By c_kRepresenting the size of the kth task, then node p in equation (4)Size p of task amount on_cCan be redefined as:

in a distributed system having n computing nodes, using c_kRepresenting the size of task k, the average calculated amount c of nodes of full comparison calculation_avgComprises the following steps:

the calculation amount of the node p relative to the c can be obtained from the formula (7) and the formula (8)_avgThe degree of deviation fp.

f_p＝|p_c-c_avg| (9)

Where | is a function of absolute value. Then the load balancing of the distributed system can be described as:

let w_pRepresenting the total size of the file distributed to node p. Suppose the number of files distributed to node p is m '(m' ≦ m), w_pThe size of the middle file i is r_i. Then there are:

let up (

p

1,2, …, n) be the upper limit of storage space of node p, and the sum of file sizes distributed to node p cannot exceed up.

w_p≤u_p (12)

Taking the formula (10) as a solving target, a load balance solving model of the full comparison calculation in the distributed system is obtained as follows.

The scheduling of the full comparison task in the distributed system according to the formula (13) enables load balancing among the computing nodes, and data locality of data files required by each comparison task can be guaranteed. On this basis, the model is optimized, and a data distribution scheme which minimizes the required storage space in the distributed system is expected to be found.

A many-to-many relationship exists between the data files and the comparison tasks, namely the same data file is related to the comparison tasks, and two data files are needed for one comparison task. Based on the many-to-many relationship, task allocation is recombined, computing nodes for executing the comparison task k are adjusted, and a data file distribution scheme is modified to obtain a data distribution scheme and a task scheduling scheme.

The calculation amount of each node in the load balancing state can be obtained through the formula (13) and is marked as g_i(i＝1,2,...,n)。g_iThere may be a difference in value between them. In the optimization algorithm, the calculated amount on each calculation node does not exceed g_iIs measured. The description of the calculation amount of the node is obtained by the formula (7), and the relationship between the task allocation condition on the node p at a certain time and the calculation amount is as follows:

in a distributed system having n compute nodes, m data files are distributed. Each file has at most one backup on a computing node, using y_jpIndicating whether to distribute the jth data file to the pth node, y_jpWhen the value is 1, the j data file is distributed to the p node, and y_jpA value of 0 indicates no distribution. Therefore, the optimized stored data distribution scheme corresponding to the data distribution strategy of the full comparison calculation under the distribution system can be described as the following equation.

The optimized full-comparison calculation data distribution model under the distributed system is obtained according to the formula (13), the formula (14) and the formula (15) and is shown in the formula (16).

And (3) performing data distribution of full comparison calculation according to the formula (16), wherein the obtained data distribution result reduces the storage space of the distributed system, and realizes complete data localization and load balancing. In the following sections, the established data distribution model is subjected to algorithm design and model realization by combining a particle swarm algorithm, and the effectiveness of the model is verified through experiments.

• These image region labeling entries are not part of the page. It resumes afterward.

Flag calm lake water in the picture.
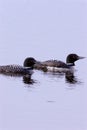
[0,0,87,130]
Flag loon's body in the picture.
[34,54,84,72]
[0,58,35,75]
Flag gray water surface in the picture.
[0,0,87,130]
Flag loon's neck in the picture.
[67,63,75,66]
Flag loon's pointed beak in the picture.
[78,56,86,59]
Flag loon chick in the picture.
[0,57,35,75]
[34,54,85,72]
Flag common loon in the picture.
[0,57,35,75]
[34,54,85,72]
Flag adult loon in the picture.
[34,54,85,72]
[0,57,35,75]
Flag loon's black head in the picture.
[66,54,85,65]
[23,57,36,67]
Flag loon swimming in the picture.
[0,57,35,75]
[32,54,85,72]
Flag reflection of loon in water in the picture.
[65,71,78,84]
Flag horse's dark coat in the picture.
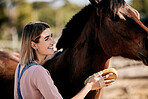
[0,0,148,99]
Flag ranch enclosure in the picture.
[101,57,148,99]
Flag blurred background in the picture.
[0,0,148,99]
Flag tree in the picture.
[131,0,148,18]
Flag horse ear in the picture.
[89,0,102,6]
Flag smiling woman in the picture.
[14,22,114,99]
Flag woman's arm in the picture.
[72,83,92,99]
[72,73,113,99]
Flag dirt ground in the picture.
[100,57,148,99]
[101,78,148,99]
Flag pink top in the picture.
[14,65,63,99]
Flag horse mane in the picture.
[56,0,125,50]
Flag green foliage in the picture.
[0,0,82,39]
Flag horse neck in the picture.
[71,12,110,76]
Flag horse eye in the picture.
[110,15,120,21]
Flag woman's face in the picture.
[35,28,55,57]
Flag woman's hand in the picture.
[87,72,115,90]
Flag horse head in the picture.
[90,0,148,65]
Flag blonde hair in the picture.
[19,22,49,65]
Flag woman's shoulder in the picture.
[30,65,46,72]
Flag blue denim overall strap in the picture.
[17,62,38,99]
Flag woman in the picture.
[14,22,112,99]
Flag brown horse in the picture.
[0,0,148,99]
[0,51,19,99]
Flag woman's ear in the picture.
[31,41,37,50]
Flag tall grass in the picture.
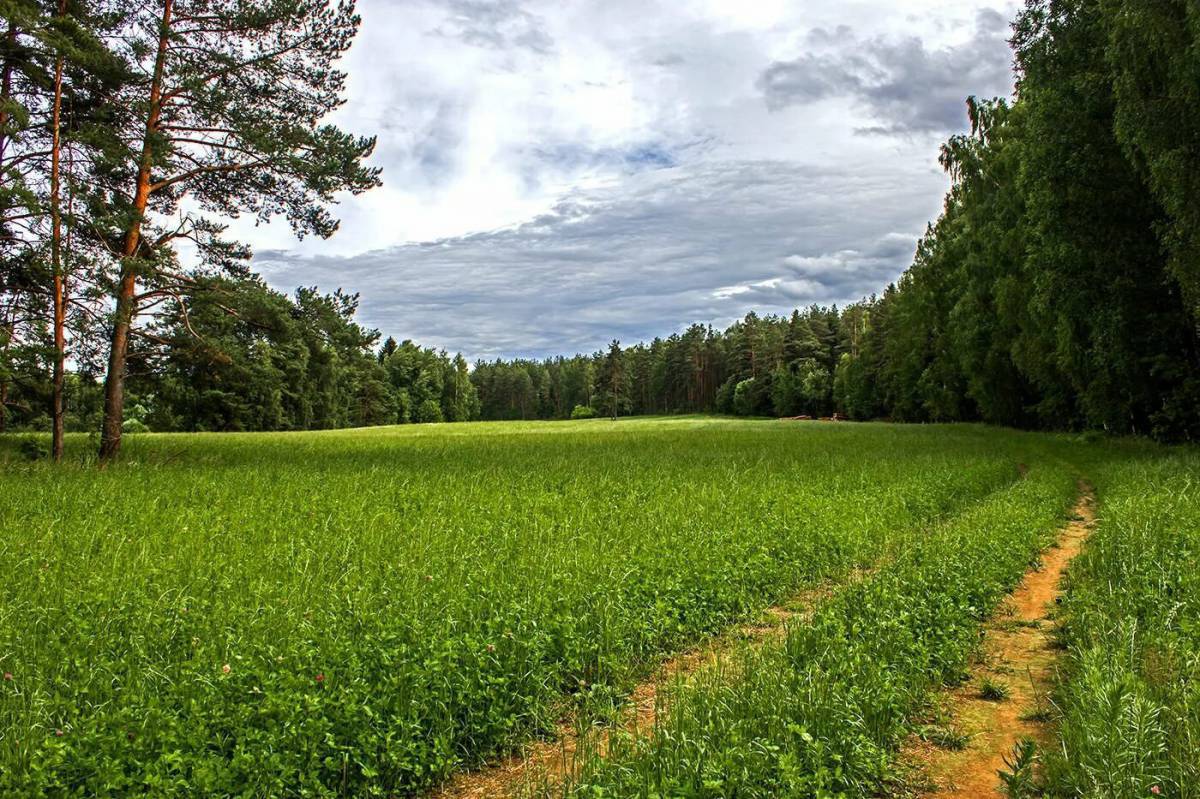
[561,465,1075,798]
[0,419,1032,797]
[1045,450,1200,799]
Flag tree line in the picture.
[0,0,379,459]
[0,0,1200,448]
[472,0,1200,440]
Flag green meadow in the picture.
[0,416,1200,797]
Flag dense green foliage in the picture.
[570,464,1076,798]
[0,419,1052,795]
[839,0,1200,439]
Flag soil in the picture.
[431,570,871,799]
[905,483,1096,799]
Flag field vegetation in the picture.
[0,417,1128,795]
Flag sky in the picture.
[246,0,1016,360]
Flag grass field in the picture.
[0,417,1200,797]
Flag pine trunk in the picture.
[50,0,66,461]
[100,0,173,461]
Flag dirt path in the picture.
[431,570,870,799]
[906,483,1096,799]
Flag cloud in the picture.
[431,0,554,54]
[233,0,1013,358]
[256,161,943,358]
[757,8,1013,133]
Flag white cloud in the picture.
[235,0,1014,356]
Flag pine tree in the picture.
[100,0,379,459]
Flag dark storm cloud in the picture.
[256,161,942,358]
[757,8,1013,133]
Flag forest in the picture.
[0,0,1200,448]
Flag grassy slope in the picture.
[568,465,1076,799]
[0,419,1200,797]
[0,419,1031,795]
[1046,449,1200,799]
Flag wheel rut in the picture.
[905,482,1096,799]
[430,569,874,799]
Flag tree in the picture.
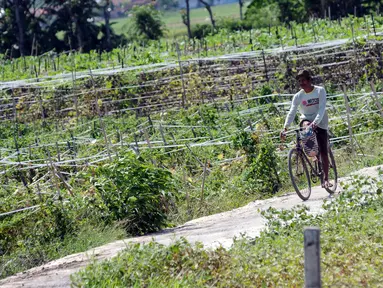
[245,0,308,22]
[131,4,164,40]
[244,3,281,28]
[199,0,216,30]
[46,0,100,52]
[0,0,56,57]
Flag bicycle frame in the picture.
[295,129,322,181]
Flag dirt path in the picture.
[0,166,383,288]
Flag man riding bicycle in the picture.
[280,70,331,188]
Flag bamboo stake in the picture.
[370,81,383,117]
[89,69,112,161]
[176,43,186,108]
[343,84,356,157]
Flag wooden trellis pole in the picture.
[343,84,355,156]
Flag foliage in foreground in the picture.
[72,172,383,287]
[0,153,176,278]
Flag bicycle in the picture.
[288,129,338,201]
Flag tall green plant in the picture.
[92,153,173,235]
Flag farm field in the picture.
[0,17,383,82]
[0,18,383,286]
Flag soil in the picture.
[0,166,383,288]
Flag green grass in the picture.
[112,3,250,37]
[72,177,383,287]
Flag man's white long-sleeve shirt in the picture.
[284,86,328,130]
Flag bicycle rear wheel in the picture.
[326,148,338,194]
[289,148,311,201]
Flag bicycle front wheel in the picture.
[289,148,311,201]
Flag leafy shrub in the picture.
[233,131,280,194]
[72,177,383,287]
[92,154,173,235]
[191,24,216,39]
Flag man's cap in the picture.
[295,70,311,80]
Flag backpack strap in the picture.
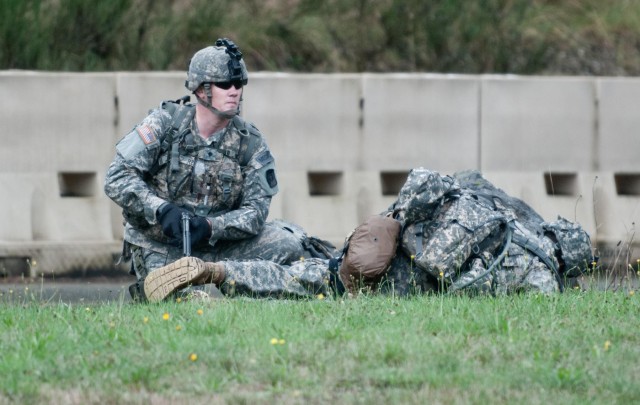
[232,115,260,167]
[161,96,196,172]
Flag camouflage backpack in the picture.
[392,168,515,282]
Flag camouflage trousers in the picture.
[131,223,329,298]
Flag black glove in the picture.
[158,203,188,247]
[189,216,211,247]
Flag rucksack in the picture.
[391,167,460,224]
[339,215,400,292]
[401,190,513,282]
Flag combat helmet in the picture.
[184,38,249,119]
[185,38,249,92]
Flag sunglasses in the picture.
[213,80,247,90]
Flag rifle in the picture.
[182,212,191,257]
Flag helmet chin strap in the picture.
[194,83,240,120]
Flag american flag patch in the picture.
[138,125,156,145]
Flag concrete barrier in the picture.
[0,71,640,276]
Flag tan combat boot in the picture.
[144,256,225,302]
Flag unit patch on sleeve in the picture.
[137,125,158,145]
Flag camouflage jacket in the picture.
[104,101,278,252]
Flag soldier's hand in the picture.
[158,203,186,247]
[189,216,211,246]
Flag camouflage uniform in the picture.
[104,40,336,295]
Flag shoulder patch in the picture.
[136,125,158,145]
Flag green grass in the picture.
[0,290,640,404]
[0,0,640,76]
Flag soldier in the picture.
[104,38,336,299]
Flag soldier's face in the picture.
[211,84,242,111]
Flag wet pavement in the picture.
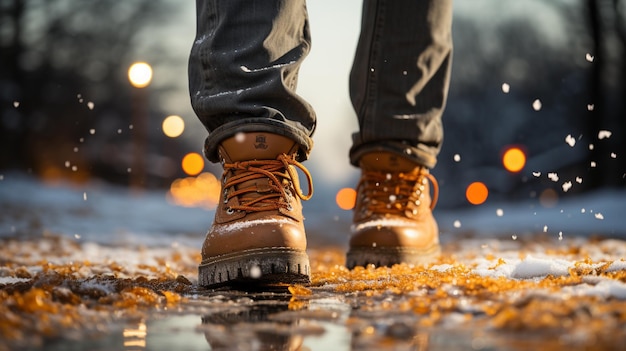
[0,179,626,351]
[0,236,626,350]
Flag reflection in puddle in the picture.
[122,320,148,351]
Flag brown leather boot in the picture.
[346,152,441,269]
[198,133,313,288]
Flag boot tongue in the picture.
[220,132,298,162]
[359,152,419,173]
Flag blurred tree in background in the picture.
[0,0,183,186]
[0,0,626,206]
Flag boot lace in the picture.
[357,170,439,216]
[222,154,313,212]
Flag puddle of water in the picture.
[23,292,608,351]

The Particle Swarm Optimization (PSO) provided by the embodiment of the application is a group of heuristic algorithms, which was proposed by American society psychologist James Kenedy and Electrical Engineer Russell Ebert in 1995. The optimization process of the particle swarm algorithm is roughly described as follows: initializing a particle swarm in a given solution space, wherein the dimension of the solution space is determined by the variable number of a problem to be optimized, and the initial position, the initial speed and the dynamic inertia weight value range and the iteration times of the given particle are determined. In each iteration, the update of the particle position and the flight speed are determined by the individual optimal value and the global optimal value. And after the iteration stop condition is met, the global optimal position of the particle is the solution of the optimization problem.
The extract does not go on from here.